Keep in mind: Those are just two small, but significant, details from one scene in a much larger work. Think about all the production work, and every prop and every other shot in every other scene in the Lemonade video. Imagine the spreadsheets required to pull all of that off.
Now, think about Beyoncé’s Coachella performance: all the songs, all the music, all the dancing, all the set design. Think about every dance, every member of her crew, and how every bit of their clothing is custom made and worn in a specific way. Even where people stand on stage has reason behind it.
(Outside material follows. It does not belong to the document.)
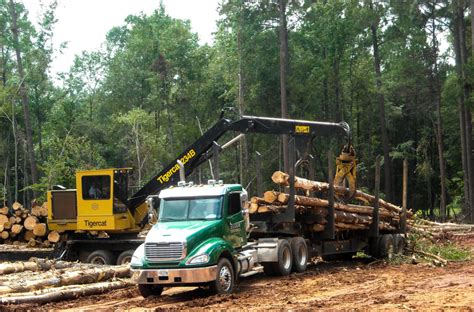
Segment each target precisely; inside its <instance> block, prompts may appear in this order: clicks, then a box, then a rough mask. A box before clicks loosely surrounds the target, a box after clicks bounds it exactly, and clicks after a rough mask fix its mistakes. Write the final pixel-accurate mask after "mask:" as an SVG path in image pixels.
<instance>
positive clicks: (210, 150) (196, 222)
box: [130, 116, 406, 297]
mask: <svg viewBox="0 0 474 312" xmlns="http://www.w3.org/2000/svg"><path fill="white" fill-rule="evenodd" d="M224 129H227V130H233V131H239V132H241V133H249V132H257V133H266V134H285V135H288V136H289V144H288V149H289V150H288V152H289V160H290V161H289V162H290V164H291V165H290V166H289V173H288V174H286V173H278V174H276V175H274V176H275V177H274V178H273V180H274V182H276V183H278V184H279V185H281V186H283V187H287V188H286V189H285V190H286V193H285V192H283V193H277V192H272V194H273V195H274V198H273V199H269V200H267V199H265V198H263V199H262V198H252V201H251V203H249V202H248V198H247V197H248V195H247V192H246V190H245V189H244V188H243V187H242V186H241V185H239V184H224V183H223V182H222V181H220V180H219V174H218V171H217V173H216V172H214V176H215V178H216V179H213V180H210V181H209V182H208V184H207V185H196V184H193V183H192V182H189V183H187V182H186V181H185V175H186V172H187V171H186V170H189V168H187V167H186V165H185V164H182V163H181V162H179V161H178V162H177V163H176V165H177V166H176V167H175V168H176V171H178V170H179V172H180V181H179V182H178V183H177V185H175V186H173V187H170V188H167V189H164V190H162V191H161V192H160V193H159V195H152V196H149V197H148V198H147V203H148V206H149V207H150V209H152V210H155V211H157V215H158V221H157V223H156V224H154V225H153V227H152V228H151V230H150V231H149V232H148V234H147V236H146V238H145V241H144V243H142V244H141V245H140V246H139V247H138V248H137V249H136V250H135V252H134V253H133V256H132V258H131V262H130V266H131V269H132V279H133V281H134V282H135V283H136V284H138V289H139V292H140V293H141V294H142V296H144V297H147V296H150V295H160V294H161V292H162V291H163V288H164V287H174V286H184V285H198V286H202V285H206V286H209V287H210V288H211V289H212V290H213V291H214V292H216V293H219V294H227V293H231V292H232V290H233V288H234V285H235V283H236V281H237V280H238V278H239V277H245V276H249V275H253V274H256V273H258V272H261V271H263V272H265V274H268V275H279V276H285V275H288V274H290V273H291V272H303V271H304V270H305V269H306V267H307V264H308V262H309V259H310V258H311V257H314V256H321V257H323V258H326V259H330V258H334V257H349V256H350V257H351V256H352V255H354V254H355V253H356V252H358V251H365V252H367V253H368V254H371V255H374V256H377V257H385V256H390V255H392V254H393V253H394V252H400V251H402V249H403V245H404V236H403V233H404V231H405V221H406V211H403V210H402V209H400V208H399V207H395V206H394V205H391V204H389V203H386V202H385V201H382V200H379V198H378V192H377V191H376V194H375V196H371V195H368V194H365V193H362V192H360V191H357V190H356V187H355V153H354V151H353V149H352V146H351V144H350V130H349V127H348V125H347V124H345V123H339V124H336V123H321V122H310V121H301V120H289V119H277V118H261V117H245V116H244V117H242V118H241V119H240V120H238V121H236V122H232V123H229V124H228V125H227V126H226V127H224ZM317 135H329V136H333V135H343V136H345V137H346V138H347V140H348V143H347V145H345V147H344V148H343V153H342V154H341V156H339V157H338V160H337V162H336V164H337V168H336V174H335V179H332V178H331V176H332V171H333V170H332V162H333V160H332V159H331V158H332V157H329V159H330V160H329V177H330V181H329V183H321V182H316V181H311V180H306V179H302V178H299V177H297V176H295V171H296V168H297V166H298V164H300V163H301V162H302V160H304V158H305V157H307V156H308V155H309V153H308V148H309V146H311V142H312V140H313V139H314V138H315V137H316V136H317ZM212 143H213V144H212V145H211V146H208V149H209V150H210V151H213V155H212V156H213V157H217V155H218V152H219V150H220V149H221V147H220V146H218V145H217V144H216V143H215V141H214V140H213V141H212ZM224 146H225V145H224ZM297 157H298V159H297ZM201 162H202V161H201ZM214 167H217V168H218V162H217V161H215V162H214ZM171 177H173V175H171ZM344 181H346V182H348V184H347V183H346V184H345V182H344ZM303 190H304V191H305V192H306V193H305V195H304V196H302V195H298V194H297V193H301V192H302V191H303ZM310 192H326V198H327V199H320V198H317V197H314V196H307V195H311V194H310ZM335 198H336V199H339V200H340V202H335V200H334V199H335ZM351 198H358V199H362V200H363V201H364V202H365V203H370V204H371V206H360V205H350V204H345V203H344V201H348V200H349V199H351ZM249 204H250V206H249ZM251 204H256V205H257V207H256V209H253V208H252V207H251ZM379 205H381V207H379ZM392 206H393V207H392Z"/></svg>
Every single little thing has forethought and care and loads of work behind it.
And that is just one reason why Beyoncé Giselle Knowles-Carter is truly fucking awesome. Please appreciate her attention to detail, in case you didn’t already.
Addendum: Jen Simmons’ thread on the sheer amount of planning and rehearsing that must have went into the Beychella performance is another great look at what sweating every single detail takes.
I never thought of the importance of the camera crew, but I remember the sound and video work was impeccable during the whole set, and live concert sound is rarely good on a stream, but hers was perfect.
“The Coat of Arms on the one outfit is 100% blazonable: correctly constructed by heraldry’s rules. It could easily be a registered grant of arms”—https://twitter.com/PennyOaken/status/986410886935048200
Now that is attention to every last detail.